Pop found work as a presser in the garment industry, which provided salvation for so very many of his cohort. He earned a pittance, but nonetheless, a new child, my mother Ida, entered the family and their cold-water flat in Brooklyn. She was privileged to be the first of the family to be born in a hospital. She became the princess. Pop ironed her bedsheet every frozen winter night. And my grandmother Peshka made plans. She was a doer, a hardworking, industrious woman who had big dreams. She had abundant talents, people talents. And she was a masterful cook. She became a hotelier, a career that my own mother always said killed her mother. She opened the Bauman House in Parksville, New York, and Jews came to enjoy her food for decades, until, at age 62, she worked herself to death.

The boys followed their own stars. Dave became a businessman, father to Leon, husband to Fannie, and undoubtedly the most loving, kind, caring, sweet, generous person I have ever known. He died long before his time, in his early 50s, and I miss him always. He was a total mensch.

Charlie fulfilled his mother’s dream, and became a dentist, husband to Bessie, father to Richard and Jonathan, my kid cousin known to many as Bowzer of ShaNaNa fame. Charlie, too, died young.

Pop died at age 77, at our home on Aldine Street in Newark. He had a small frame and a big love for his progeny. He was such an integral part of our household that I can never go back in time and imagine growing up without him.

And my mother.
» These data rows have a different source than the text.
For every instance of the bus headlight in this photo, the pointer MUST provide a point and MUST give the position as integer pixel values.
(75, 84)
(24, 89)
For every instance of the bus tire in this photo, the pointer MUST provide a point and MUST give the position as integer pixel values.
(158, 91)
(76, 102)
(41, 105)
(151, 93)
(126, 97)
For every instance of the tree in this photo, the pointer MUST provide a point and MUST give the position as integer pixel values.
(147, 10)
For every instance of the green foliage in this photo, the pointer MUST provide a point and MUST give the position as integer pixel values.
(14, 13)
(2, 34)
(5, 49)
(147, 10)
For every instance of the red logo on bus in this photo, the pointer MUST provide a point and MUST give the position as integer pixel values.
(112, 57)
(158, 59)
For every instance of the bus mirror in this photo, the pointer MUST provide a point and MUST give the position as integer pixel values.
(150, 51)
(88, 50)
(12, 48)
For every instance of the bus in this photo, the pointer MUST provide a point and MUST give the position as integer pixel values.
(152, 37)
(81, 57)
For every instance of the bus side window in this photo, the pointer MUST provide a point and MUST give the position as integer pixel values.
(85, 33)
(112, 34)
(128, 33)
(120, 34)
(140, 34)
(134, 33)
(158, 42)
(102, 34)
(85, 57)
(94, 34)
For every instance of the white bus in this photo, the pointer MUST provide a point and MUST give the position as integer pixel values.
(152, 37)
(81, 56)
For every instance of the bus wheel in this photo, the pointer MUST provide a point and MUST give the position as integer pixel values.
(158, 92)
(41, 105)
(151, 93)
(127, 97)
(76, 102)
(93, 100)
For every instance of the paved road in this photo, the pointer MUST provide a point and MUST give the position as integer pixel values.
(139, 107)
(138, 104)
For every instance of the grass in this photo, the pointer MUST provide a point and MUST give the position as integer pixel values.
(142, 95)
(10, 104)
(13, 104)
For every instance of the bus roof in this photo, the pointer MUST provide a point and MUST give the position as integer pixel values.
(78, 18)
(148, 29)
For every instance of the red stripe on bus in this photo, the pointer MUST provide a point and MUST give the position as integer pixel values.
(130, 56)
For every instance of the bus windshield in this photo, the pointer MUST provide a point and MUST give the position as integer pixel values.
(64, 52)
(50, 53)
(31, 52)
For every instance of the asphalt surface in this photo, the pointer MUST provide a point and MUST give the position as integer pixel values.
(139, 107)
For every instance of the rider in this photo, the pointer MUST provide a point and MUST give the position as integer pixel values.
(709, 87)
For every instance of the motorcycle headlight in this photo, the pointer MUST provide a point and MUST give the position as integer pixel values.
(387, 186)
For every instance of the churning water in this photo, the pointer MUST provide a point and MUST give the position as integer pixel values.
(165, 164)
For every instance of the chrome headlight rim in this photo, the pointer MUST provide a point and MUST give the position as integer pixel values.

Although she is not seen in the picture, she was lucky enough to be allowed to go to Brooklyn College, which was not the norm in her generation. She studied the poetry she so loved, Keats, Shelley, and Tennyson. She learned to adore opera and theater, and art, and to share that love with us, her children. She died, in the transient life of a Jew, in Israel, at age 85, years before her beloved Sam, my father, joined her in the Herzliya Cemetery.

I told you I knew their futures, all of them. They were frozen in time in the picture. I see them before the lights flashed as they gazed seriously into the camera, looking ahead to the unknown, to what was still to come.

May they rest in peace.

Rosanne Skopp of West Orange is a wife, mother of four, grandmother of 14, and great-grandmother of three. She is a graduate of Rutgers University and a dual citizen of the United States and Israel. She is a lifelong blogger, writing blogs before anyone knew what a blog was!